Instruction Level Optimization:
* Avoid branch hazard:
-- Unroll loops: the result might be diff for W, R, W with R. In general 8~16 times unrolling depth is good.
-- Combine loops
-- Fill-in branch delay in Assembly
* Avoid data hazard:
-- Eliminate the data dependance
-- Prefetch data and instruction: use mem/cache throughput instead of latency.
* Understand each Assembly inst details and diff. Use the best.

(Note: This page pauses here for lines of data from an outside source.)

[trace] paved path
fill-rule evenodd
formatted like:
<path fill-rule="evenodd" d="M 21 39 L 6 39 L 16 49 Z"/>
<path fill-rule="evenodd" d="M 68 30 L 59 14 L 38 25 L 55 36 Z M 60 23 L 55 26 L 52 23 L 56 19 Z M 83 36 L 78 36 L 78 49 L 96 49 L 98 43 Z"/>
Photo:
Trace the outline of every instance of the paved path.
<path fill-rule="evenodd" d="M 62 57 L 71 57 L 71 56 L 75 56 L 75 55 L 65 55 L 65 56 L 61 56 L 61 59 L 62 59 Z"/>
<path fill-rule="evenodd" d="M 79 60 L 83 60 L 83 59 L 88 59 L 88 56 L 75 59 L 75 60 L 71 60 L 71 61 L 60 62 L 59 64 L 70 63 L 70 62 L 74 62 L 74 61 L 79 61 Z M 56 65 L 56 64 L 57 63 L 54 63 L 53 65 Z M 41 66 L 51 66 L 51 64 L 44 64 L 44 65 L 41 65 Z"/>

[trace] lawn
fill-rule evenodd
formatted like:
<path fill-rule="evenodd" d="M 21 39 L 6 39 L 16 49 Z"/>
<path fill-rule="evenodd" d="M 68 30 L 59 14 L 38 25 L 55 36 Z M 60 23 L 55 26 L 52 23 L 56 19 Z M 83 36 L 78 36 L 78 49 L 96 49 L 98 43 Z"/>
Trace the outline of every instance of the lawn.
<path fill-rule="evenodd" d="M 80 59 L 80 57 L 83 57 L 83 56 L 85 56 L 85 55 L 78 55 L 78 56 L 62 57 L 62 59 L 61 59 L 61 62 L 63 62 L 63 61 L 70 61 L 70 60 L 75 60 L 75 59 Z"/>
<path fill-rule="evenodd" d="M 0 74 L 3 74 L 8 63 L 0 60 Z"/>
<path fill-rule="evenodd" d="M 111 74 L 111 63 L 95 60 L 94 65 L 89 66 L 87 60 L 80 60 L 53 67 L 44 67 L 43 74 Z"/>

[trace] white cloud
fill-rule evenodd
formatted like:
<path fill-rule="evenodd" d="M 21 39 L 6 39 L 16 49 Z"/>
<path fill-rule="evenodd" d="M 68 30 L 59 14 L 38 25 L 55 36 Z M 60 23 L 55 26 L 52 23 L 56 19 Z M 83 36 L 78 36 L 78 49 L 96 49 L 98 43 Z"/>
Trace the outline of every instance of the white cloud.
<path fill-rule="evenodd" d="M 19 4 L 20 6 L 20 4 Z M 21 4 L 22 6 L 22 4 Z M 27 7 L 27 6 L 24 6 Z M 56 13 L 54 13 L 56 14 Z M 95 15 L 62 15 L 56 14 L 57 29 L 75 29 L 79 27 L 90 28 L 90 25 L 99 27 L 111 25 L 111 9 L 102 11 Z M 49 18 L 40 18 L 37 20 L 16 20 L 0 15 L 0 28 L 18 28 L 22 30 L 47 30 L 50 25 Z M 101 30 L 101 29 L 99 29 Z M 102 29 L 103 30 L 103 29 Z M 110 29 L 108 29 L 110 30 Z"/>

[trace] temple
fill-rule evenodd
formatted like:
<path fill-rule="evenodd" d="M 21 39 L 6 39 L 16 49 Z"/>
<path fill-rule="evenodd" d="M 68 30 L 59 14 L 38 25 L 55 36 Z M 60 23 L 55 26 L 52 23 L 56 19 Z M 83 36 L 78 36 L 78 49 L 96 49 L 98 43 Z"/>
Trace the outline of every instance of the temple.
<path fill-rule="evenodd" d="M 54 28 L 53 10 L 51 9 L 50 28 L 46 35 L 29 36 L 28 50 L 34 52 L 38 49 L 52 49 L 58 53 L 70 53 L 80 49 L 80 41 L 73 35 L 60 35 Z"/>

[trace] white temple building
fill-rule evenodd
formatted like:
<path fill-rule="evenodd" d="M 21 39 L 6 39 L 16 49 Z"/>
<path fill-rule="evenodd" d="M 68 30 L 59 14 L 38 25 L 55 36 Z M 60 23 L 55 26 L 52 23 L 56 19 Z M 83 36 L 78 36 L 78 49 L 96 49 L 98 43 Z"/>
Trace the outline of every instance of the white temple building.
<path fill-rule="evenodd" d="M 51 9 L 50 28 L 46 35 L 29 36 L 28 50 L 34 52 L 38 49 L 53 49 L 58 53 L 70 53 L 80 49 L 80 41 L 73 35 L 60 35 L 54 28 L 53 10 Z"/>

Memory Usage Optimization:
* Optimize data structs
-- Split reference data structures, like lists, tree, etc. into small ones and access them simultaneously.
-- Compact data structs as densely as possible to reduce access increment step and increase the utilization ratio of cache lines.
-- Separate data structs to reduce access increment step.
* Use mem/cache pipeline: The basic unit between cache/TLB and memory is one cache line. So make read step increment be the length of one cache line.
* Processing mem in Int data type instead of char, esp. for R. It seems not matter for W.
* Addr alignment for src/dst
* Combine W and R together for large data block which exceeds the size of caches. For small ones, overlapping access of cache might be harmful.
* Compact data within one mem page as densely as possible, due to TLB and page table.
* Put data into diff mem banks to avoid DRAM refreshment and access multiple banks. One page size as increment is good.

Cache Usage Optimization:
* Data and instruct size not exceed cache size: For cache, the max attainable size of cached data is CacheSize + (CacheSize / Way)
* Addr alignment and no line split data
* Put data on diff cache banks in order to access multiple cache banks.
* Increment step of mem not be multiple of the size of one cache set bank, otherwise conflict miss happens.

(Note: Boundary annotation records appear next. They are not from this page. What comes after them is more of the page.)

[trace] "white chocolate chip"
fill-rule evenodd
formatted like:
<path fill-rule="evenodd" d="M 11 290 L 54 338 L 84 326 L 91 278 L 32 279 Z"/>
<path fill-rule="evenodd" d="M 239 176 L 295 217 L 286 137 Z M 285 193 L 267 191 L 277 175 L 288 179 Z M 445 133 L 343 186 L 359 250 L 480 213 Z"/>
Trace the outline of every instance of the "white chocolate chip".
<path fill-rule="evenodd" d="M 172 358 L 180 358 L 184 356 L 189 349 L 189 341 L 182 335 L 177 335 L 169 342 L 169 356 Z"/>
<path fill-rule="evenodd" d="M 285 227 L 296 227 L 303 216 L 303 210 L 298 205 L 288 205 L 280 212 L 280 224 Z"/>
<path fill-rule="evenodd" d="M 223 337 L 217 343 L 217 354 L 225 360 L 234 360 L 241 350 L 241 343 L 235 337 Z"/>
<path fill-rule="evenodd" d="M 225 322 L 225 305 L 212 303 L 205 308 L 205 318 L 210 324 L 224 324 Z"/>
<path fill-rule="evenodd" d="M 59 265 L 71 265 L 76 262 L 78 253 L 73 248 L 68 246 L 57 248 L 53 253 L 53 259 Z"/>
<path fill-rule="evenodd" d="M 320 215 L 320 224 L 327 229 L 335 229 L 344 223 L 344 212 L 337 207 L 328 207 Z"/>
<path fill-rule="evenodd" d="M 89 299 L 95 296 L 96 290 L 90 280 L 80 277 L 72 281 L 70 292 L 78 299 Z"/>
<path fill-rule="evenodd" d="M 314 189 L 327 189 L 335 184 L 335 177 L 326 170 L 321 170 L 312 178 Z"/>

Write Buffer Usage Optimization:
* Access same data types, eps. R after W
* Organize the codes together to take advantage of WB since the units in it might be flushed randomly.

Thursday, January 3, 2008

Multiprocessing and Multithread

Multiprocessing: multiple CPU, like CMP, SMP, etc.
Multithreading: One CPU but probably with more threading HW support, like multiple Register files and PC's.

Superscalar: HW supported dynamic instruction issue and branch predication
VLIW: Software (compiler) supported multiple instruction issue and BP

ccNUMA SMP: symmetrical multiprocessing. OS could be running on any of multiple CPUs with the help of "resource locker". cc means cache coherence and each CPU has its own memory banks (NUMA).